僕が呟いたら、エルーザが〝え??〟と反応を示し、


「カッティさまぁ~♬」


嬉しそうに駆け寄りだす。


これに、


「エルーザ♪」


“闇ノ神”がお喜びになられる。


そうしたなか、


「竜王であるラドンさんに頼んで、あちらのダンジョンに潜らせてもらうのがよろしいでしょう。」

「久しぶりの実戦を兼ねて。」

「何せ、あの王国には、(キン)が取れる場所が割と存在していますからね。」


〝ニコニコ〟しながら語られる“癒しの女神”だった。


「あー、成程」と理解なされた姉上が、起立して、


「感謝いたします。」


お辞儀なさる。


僕も、急ぎ立って、


「ありがとうございます。」


パナーア様に頭を下げた。


こうしたところで、


「じっせん……。」

「わたしもやってみたい!」


妹が瞳を輝かせる☆


「いや、エルーザにはまだ早いから。」


そのように僕が告げると、床で仰向けになった妹が、


「やだ!! やだ!!」

「わたしもッ、やるぅ―ッ!!」


〝ジタバタ〟しだした。


これを〝じぃ――ッ〟と見ていた“闇ノ神様”は、エルーザの右隣で同じ態勢になられ、無表情かつ無言で両手両足を動かされる。


その事態に、


「あぁ、真似しないでください。」

「カッティ。」


お困りなられる“癒しの女神様”だった。


すると、


「いっそのこと制度を作り変えられては如何です? 陛下。

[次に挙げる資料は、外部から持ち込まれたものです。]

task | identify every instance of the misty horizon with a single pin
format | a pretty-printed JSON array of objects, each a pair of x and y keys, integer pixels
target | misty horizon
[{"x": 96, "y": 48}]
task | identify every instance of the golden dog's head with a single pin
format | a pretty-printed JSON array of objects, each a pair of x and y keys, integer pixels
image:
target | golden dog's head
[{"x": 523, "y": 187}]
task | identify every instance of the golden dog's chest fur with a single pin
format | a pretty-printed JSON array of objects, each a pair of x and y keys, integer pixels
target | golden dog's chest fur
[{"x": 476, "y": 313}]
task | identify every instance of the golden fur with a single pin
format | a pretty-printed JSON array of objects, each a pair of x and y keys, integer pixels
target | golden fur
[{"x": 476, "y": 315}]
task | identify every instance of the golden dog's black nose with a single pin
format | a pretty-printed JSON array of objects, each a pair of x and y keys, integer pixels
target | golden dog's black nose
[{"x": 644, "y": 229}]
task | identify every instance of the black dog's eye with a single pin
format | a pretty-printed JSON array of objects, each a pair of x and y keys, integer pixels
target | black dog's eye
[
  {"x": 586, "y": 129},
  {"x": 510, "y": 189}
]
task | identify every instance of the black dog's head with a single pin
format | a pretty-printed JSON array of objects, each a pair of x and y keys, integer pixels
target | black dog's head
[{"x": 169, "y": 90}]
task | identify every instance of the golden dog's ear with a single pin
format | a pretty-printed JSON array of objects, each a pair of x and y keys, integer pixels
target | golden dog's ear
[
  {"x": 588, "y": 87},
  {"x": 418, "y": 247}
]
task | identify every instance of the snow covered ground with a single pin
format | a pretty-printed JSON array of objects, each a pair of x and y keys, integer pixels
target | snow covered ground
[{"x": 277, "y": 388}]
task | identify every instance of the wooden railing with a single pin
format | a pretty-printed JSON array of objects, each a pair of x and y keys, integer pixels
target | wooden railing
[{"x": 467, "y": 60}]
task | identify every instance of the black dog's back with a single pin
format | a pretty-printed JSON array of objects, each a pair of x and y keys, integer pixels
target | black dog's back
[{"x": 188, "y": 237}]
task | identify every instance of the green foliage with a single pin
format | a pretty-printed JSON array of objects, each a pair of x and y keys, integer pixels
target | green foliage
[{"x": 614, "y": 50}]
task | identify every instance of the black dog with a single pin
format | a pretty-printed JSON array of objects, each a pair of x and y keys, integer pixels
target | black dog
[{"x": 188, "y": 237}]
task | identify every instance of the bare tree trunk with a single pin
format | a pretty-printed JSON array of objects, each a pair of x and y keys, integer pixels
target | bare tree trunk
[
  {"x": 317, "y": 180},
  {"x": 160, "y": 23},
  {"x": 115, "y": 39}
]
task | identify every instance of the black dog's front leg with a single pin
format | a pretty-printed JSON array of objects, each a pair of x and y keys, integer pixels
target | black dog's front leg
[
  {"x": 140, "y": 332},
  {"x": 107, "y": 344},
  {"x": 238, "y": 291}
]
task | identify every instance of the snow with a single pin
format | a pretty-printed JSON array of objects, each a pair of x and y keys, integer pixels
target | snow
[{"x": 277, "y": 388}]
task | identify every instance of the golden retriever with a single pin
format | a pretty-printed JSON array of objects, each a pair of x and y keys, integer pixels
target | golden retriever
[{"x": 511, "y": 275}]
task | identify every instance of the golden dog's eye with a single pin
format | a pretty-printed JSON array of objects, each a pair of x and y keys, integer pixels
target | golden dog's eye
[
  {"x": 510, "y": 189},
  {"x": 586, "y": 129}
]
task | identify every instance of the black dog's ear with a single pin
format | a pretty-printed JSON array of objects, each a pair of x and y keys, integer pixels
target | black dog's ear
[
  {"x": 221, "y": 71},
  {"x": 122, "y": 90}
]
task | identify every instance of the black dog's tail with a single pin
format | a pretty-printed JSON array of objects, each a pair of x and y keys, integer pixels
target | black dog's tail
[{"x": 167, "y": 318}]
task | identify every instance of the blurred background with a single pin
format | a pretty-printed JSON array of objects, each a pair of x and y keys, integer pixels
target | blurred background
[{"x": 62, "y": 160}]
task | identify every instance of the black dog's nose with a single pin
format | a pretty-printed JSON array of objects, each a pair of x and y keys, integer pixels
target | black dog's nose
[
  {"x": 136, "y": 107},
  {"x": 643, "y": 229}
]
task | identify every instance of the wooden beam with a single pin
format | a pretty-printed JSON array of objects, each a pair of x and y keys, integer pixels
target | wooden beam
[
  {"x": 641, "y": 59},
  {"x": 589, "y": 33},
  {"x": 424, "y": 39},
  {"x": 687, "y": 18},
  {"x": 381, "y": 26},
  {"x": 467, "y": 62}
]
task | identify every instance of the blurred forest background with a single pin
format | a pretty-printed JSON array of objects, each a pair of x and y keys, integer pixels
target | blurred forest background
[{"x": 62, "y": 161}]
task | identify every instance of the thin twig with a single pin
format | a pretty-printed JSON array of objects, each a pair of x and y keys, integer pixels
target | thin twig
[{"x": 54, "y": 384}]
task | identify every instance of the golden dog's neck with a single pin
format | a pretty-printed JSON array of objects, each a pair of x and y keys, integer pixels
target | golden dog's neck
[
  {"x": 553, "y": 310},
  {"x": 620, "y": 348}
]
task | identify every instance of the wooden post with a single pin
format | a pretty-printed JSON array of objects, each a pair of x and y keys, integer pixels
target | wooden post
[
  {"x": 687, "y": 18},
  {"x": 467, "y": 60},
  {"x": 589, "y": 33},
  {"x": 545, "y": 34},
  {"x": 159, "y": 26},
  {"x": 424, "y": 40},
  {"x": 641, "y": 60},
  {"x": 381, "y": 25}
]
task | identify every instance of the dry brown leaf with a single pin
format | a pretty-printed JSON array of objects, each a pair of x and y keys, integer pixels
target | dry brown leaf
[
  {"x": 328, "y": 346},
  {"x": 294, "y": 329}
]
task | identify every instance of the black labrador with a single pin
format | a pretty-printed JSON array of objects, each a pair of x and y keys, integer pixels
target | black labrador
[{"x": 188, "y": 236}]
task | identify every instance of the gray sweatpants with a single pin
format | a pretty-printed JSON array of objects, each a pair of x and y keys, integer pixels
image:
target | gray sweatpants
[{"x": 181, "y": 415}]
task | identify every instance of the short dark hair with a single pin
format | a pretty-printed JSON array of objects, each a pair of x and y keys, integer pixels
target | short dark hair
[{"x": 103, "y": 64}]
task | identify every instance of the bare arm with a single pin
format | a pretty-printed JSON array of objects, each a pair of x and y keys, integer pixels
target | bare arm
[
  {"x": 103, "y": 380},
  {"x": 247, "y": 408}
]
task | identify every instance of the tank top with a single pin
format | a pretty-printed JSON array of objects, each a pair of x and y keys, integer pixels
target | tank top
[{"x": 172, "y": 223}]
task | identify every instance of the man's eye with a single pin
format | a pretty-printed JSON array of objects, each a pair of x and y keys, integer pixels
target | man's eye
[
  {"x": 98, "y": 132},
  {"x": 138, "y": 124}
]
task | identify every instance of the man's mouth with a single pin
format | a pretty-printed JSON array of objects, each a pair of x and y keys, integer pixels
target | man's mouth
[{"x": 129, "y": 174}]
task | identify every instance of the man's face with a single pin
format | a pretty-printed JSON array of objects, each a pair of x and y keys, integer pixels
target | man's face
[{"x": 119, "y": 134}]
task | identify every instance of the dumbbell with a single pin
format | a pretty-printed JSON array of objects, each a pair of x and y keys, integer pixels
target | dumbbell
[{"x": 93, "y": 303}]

」


そう姉上が提案なされた。


これが聞こえたらしく、〝ピタッ〟と止まった妹が、寝そべったままで僕を凝視する。


エルーザ、もしかして…、プレッシャーをかけてきているのか??


溜息を軽く〝はぁ〟と()いた流れで、


「今度の評定(ひょうじょう)で大臣たちと議論するために、内容を考えておくとしましょう。」


そう僕が姉上に述べたら、勢いよく上半身を起こした妹が、〝うっし!〟とガッツポーズする。


すっかり機嫌を直し、


「それじゃ、あにうえにまかせるとして。」

「カッティさま、いっしょにおにわであそぼう。」

「ボールで。」


“闇ノ神様”を誘うエルーザだった―。